LE DÉBAT SUR LE FRANCHISSEMENT DES FRONTIÈRES PAR LES MÉGACAMIONS

Pour comprendre l'apparition de cet affrontement, il convient d'avoir présents à l'esprit les points suivants :

1° Les dimensions maximales inscrites dans la directive 96/53 peuvent être interprétées comme des limites minimales :

- « Un État membre ne peut refuser ou interdire l'usage sur son territoire [des véhicules] conformes aux valeurs limites spécifiées à l'annexe I. » (article 3, paragraphe 1) ;

- en revanche, « les États membres peuvent autoriser la circulation sur leur territoire de véhicules [...] qui ne sont pas conformes aux caractéristiques indiquées à l'annexe I points 1.3, 2, 3, 4.1 et 4.3 », mais seulement « pour le transport national de marchandises » (article 4, paragraphe 2) , à la double condition que les autorisations soient délivrées « sur la base de modalités non discriminatoires » (article 4, paragraphe 3) « n'affectant pas de façon notable la concurrence internationale dans le secteur des transports » (article 4, paragraphe 4) . »

2° Lorsqu'elles ont rejoint l'Union européenne le 1 er janvier 1995, la Suède et la Finlande avait déjà autorisé la circulation sur leur territoire de mégacamions atteignant 25,25 mètres et pesant 60 tonnes.

3° Sur le plan institutionnel, l'initiative de proposer une directive ou de la modifier appartient exclusivement à la Commission européenne , mais le Parlement européen dispose d'un pouvoir de codécision , cependant que les questions d'interprétation sont tranchées en dernier ressort par la Cour de justice de l'Union européenne .

Or, ce n'est pas la Cour de justice, mais le commissaire aux transports et vice-président de la Commission, M. Siim Kallas, qui, s'exprimant ès-qualités, a formulé, le 13 juin 2012, son interprétation de la directive 93/53, dans un courrier adressé à M. Brian Simpson, qui présidait alors la commission des transports et du tourisme au Parlement européen. Tout en reconnaissant que la directive n'était pas complètement dénuée d'ambiguïté, la missive estimait que le texte de 1996 ne comportait aucune interdiction au franchissement de frontières intracommunautaires par des mégacamions, dès lors que chacun des États membres concernés avait déjà autorisé leur circulation sur son territoire.

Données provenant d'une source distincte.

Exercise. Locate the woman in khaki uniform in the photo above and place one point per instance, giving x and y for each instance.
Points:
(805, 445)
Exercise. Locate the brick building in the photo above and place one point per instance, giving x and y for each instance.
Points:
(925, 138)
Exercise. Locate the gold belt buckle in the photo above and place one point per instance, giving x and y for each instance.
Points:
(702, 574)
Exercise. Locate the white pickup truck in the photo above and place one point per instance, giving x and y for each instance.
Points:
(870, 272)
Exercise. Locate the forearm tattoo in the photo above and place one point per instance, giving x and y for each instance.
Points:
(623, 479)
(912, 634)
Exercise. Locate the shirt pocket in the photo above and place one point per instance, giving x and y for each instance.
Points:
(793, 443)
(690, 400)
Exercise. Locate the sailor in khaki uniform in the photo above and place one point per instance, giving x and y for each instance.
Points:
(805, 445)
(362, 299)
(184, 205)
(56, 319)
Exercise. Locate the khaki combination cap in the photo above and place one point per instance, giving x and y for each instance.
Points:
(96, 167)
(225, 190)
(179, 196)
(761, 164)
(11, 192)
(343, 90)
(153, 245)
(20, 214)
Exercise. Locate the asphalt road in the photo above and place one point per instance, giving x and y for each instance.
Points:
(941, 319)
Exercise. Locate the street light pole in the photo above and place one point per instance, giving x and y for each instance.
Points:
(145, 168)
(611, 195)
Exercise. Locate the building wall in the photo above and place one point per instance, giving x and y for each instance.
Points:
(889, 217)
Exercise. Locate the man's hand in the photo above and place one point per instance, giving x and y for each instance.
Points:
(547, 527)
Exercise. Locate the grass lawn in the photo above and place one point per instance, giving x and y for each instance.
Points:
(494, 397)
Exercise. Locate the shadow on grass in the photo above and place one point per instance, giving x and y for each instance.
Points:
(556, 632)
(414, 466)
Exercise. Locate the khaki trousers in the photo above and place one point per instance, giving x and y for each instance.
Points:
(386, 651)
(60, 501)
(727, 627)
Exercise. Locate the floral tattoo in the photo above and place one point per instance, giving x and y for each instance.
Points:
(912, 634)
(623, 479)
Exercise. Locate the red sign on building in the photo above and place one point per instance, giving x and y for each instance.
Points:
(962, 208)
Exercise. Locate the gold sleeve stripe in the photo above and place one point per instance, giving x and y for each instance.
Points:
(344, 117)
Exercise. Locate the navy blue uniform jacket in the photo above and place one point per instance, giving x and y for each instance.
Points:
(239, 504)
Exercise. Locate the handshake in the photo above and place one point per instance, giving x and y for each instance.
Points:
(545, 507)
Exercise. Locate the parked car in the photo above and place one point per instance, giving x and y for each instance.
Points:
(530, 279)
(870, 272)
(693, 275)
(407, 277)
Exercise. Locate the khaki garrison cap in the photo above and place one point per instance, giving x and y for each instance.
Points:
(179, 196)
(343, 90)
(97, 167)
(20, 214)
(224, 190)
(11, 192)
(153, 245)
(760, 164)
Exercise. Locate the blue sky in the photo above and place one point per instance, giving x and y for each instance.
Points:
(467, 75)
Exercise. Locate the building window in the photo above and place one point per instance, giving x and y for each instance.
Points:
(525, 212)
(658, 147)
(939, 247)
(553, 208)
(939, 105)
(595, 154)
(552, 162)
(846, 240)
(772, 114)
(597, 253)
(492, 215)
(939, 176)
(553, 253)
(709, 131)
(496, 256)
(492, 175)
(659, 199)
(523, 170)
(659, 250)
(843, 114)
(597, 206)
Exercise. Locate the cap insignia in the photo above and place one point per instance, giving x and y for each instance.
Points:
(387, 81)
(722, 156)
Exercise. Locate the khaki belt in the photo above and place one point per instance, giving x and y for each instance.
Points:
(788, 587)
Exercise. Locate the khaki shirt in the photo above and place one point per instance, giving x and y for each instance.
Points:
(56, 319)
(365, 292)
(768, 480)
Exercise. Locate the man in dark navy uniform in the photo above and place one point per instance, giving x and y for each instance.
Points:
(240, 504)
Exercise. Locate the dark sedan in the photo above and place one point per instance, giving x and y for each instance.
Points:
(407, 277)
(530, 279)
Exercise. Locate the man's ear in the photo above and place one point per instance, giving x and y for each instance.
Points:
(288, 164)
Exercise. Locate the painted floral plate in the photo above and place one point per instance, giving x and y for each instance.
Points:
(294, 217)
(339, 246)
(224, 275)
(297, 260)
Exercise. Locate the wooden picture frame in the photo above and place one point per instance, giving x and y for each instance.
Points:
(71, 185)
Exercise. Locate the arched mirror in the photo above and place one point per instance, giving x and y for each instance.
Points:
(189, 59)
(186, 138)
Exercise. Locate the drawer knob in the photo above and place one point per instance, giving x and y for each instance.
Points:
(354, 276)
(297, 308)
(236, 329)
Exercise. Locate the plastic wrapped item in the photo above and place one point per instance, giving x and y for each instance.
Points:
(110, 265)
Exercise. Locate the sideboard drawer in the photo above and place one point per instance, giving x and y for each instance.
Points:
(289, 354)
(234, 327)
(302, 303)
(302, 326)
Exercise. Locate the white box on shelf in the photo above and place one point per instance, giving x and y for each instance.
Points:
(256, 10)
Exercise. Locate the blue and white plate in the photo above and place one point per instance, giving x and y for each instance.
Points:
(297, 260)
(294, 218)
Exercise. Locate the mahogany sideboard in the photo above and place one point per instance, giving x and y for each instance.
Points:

Ce vice-président de la Commission européenne prenait soin d'ajouter deux arguments :

- une interprétation plus restrictive de la directive conduirait les chauffeurs à détacher une remorque juste avant de passer la frontière pour la fixer de nouveau quelques mètres plus loin ;

- si l'interdiction de franchir la frontière devenait effective, elle induirait une distorsion de concurrence sur le territoire de l'État d'arrivée pour d'éventuelles opérations de cabotage, les poids lourds entrants ne disposant pas de capacités comparables à celles des véhicules déjà présents sur le territoire.

Voyant dans ce courrier une atteinte à ses attributions, le Parlement européen a réagi sur un mode énergique, puisque son président, M. Martin Schulz, s'est adressé par écrit au président de la Commission européenne, M. José Manuel Barroso. Celui-ci a soutenu son vice-président, qui avait fourni « une orientation additionnelle » sur un sujet épineux, en se fondant sur l'opinion des services juridiques de la Commission européenne.

Cependant, la Commission a finalement choisi de donner satisfaction au Parlement européen en soumettant un nouveau texte au législateur européen.